Some economic indicators have started to look wobbly again. Activity in the manufacturing sector dropped unexpectedly last month. Exports fell, too. Many suppliers of machinery and industrial and building materials say any pickup in activity from earlier this year had eluded them because their costs were also rising.

“It’s hard to say how this year will turn out. Let’s see how this summer goes,” said Duan Zhimin, general manager of Baoding Lenno Composite Materials Co., a maker of industrial tapes and film used in trains, aircraft and wind turbines. New orders, he said, are falling.

Under President Xi’s reign, whenever there is a trade-off between short-term growth and long-term structural reform, growth has taken priority. Early in the year, when growth was staggering, Mr. Xi used the term “stability” in a speech a dozen times.

Shortly after President Trump threatened new tariffs this month, China’s central bank announced a cut to the portion of deposits set aside as reserves for some smaller banks in an effort to boost lending for private firms. Many in the financial and business communities took it as a sign that more easing may be ahead.

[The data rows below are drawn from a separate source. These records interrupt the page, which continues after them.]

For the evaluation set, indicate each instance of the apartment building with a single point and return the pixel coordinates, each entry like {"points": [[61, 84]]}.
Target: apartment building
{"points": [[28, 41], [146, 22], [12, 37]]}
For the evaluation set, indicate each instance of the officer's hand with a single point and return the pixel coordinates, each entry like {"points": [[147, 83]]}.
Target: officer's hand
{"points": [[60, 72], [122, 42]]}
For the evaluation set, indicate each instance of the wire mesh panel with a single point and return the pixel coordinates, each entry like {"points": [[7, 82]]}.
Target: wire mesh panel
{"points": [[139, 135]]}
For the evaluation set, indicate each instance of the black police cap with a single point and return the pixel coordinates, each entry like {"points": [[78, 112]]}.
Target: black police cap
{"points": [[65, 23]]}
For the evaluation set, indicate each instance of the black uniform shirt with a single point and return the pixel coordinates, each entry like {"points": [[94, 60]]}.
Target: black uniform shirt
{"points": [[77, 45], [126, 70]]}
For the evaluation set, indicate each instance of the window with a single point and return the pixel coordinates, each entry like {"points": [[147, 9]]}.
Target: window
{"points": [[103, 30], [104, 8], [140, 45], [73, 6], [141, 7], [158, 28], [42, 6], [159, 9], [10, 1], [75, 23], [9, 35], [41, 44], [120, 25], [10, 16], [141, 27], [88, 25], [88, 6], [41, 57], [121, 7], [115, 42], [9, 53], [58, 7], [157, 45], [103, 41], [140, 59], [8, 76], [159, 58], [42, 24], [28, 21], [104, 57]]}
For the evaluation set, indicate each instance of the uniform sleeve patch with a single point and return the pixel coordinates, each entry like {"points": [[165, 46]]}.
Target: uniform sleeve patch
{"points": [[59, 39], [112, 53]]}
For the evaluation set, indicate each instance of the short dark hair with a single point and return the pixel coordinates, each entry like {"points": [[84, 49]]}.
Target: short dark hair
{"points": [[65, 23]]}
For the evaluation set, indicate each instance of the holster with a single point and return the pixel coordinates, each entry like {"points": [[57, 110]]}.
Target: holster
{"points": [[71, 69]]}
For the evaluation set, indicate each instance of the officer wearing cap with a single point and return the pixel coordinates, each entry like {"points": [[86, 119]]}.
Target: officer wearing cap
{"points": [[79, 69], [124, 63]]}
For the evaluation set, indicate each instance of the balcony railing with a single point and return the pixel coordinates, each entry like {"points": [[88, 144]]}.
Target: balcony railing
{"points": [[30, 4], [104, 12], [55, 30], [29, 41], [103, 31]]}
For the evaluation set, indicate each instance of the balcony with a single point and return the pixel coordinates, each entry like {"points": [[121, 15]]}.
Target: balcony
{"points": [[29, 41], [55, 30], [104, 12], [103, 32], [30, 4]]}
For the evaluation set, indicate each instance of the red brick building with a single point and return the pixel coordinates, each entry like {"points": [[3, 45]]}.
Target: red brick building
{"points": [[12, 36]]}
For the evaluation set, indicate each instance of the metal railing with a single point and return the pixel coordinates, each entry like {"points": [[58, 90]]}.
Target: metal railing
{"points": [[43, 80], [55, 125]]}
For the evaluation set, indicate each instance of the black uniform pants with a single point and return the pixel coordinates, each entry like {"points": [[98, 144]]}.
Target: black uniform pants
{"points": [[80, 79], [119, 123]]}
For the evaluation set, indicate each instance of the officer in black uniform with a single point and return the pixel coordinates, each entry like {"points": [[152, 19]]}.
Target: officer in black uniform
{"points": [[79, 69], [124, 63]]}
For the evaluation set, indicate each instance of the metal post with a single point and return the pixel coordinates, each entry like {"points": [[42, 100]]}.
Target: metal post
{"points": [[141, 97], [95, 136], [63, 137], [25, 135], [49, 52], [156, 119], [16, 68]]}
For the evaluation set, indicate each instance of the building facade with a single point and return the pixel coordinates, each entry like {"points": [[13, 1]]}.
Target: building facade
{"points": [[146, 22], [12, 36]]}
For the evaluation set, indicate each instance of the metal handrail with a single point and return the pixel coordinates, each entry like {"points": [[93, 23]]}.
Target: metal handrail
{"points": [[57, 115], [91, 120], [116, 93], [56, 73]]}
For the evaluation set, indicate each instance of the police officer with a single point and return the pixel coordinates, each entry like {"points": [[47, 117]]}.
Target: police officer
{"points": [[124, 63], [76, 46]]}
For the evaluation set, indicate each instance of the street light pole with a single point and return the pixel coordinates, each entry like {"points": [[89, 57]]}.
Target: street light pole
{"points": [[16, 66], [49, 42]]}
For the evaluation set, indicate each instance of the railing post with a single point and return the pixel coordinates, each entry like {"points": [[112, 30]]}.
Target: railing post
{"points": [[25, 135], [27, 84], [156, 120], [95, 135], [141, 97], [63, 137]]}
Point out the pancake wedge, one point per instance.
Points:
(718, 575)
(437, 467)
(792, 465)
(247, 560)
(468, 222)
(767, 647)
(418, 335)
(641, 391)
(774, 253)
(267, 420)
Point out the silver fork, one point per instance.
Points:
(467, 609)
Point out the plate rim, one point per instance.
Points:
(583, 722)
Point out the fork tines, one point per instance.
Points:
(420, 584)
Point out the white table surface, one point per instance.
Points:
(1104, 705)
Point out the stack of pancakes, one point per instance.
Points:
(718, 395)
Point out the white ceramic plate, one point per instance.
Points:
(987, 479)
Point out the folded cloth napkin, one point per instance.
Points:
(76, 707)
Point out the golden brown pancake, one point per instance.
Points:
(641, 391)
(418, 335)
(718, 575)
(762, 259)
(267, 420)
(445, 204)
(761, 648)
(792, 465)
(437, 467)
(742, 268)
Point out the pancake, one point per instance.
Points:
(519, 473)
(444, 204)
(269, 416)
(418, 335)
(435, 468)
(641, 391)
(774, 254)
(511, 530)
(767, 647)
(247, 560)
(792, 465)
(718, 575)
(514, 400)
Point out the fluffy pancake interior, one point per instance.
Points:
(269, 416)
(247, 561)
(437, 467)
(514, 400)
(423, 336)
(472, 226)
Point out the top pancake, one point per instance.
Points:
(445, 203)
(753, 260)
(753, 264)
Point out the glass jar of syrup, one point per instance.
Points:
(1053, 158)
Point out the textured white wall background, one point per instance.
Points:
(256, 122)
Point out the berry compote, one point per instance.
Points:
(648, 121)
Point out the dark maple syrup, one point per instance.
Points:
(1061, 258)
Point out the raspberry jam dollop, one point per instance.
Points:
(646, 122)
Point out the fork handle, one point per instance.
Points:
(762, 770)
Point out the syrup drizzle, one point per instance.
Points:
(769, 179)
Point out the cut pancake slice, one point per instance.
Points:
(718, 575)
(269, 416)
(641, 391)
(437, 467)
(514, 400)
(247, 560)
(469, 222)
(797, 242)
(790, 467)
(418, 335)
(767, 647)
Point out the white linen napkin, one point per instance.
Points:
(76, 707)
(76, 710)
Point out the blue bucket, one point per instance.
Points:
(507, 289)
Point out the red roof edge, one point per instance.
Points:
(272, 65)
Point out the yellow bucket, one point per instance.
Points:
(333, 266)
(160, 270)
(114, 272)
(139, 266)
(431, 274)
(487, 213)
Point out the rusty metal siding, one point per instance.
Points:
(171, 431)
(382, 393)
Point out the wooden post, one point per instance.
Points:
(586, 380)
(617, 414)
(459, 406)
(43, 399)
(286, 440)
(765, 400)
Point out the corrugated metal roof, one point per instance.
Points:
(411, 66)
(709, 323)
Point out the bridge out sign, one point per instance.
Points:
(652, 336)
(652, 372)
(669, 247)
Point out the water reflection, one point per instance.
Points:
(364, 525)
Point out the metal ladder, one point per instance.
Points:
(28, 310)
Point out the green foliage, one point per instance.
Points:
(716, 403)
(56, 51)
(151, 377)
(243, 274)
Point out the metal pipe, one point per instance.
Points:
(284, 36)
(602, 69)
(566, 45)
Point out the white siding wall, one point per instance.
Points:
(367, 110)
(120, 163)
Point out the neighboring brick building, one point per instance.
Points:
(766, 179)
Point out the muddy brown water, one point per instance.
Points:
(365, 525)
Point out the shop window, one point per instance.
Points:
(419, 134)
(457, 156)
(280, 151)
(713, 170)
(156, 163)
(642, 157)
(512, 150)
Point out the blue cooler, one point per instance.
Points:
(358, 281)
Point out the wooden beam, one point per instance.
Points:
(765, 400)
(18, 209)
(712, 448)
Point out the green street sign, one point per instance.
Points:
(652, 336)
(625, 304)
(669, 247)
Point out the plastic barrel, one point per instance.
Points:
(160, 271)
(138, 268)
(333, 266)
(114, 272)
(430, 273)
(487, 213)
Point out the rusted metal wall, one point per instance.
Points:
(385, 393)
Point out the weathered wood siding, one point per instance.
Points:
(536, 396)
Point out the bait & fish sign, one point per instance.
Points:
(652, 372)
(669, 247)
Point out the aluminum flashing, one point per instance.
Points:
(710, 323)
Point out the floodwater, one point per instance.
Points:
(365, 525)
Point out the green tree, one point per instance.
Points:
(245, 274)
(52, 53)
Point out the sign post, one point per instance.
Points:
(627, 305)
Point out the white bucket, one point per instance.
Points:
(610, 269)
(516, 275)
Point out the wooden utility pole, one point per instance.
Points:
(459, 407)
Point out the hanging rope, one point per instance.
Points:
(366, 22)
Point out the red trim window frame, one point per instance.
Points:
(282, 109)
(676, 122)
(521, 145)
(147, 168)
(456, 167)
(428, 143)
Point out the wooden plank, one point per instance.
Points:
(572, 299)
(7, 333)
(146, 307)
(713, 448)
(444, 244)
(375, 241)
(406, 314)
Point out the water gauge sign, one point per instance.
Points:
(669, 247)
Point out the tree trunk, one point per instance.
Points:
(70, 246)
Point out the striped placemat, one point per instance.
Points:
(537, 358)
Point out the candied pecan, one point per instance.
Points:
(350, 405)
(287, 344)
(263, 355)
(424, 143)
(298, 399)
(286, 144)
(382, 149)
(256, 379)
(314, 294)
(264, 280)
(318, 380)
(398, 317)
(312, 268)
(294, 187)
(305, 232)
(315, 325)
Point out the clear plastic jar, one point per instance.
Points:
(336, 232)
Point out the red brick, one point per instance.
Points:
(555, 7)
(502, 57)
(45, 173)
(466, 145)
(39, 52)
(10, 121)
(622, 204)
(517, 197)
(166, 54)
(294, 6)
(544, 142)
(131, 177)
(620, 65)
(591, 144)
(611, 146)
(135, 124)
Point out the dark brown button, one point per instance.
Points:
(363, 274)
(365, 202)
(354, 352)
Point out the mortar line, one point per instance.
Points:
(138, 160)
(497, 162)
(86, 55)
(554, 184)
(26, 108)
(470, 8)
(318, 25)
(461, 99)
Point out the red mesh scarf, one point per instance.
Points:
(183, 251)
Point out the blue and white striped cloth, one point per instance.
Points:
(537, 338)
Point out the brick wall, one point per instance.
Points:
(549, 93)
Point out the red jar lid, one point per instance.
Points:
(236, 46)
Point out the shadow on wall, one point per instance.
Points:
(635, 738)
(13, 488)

Investors and policy makers may have been a bit too optimistic about recent signs of a spurt in economic activity, say analysts at Nomura International. The sudden escalation of trade tensions and the recent selloffs in the stock market could convince Beijing to take further easing measures to stabilize growth, the bank said.

Another challenge looms. Prices are rising, and not just for food due to the deadly virus decimating pig herds, but also for producers and services. That, says Sealand Securities economist Fan Lei, raises the prospect of stagflation–when economic growth cools but prices heat up. Liu Guoqiang, a central-bank deputy governor, said after a briefing last month that rising pork prices are on officials’ radar.

Mr. Hu of Macquarie sees the risk of a further slowdown following a brief stabilization in economic growth. He expects economic growth to slow to 6.2% in the second half of the year. Stimulus and a growth spurt came quickly this year, he said, and they may be gone fast, too.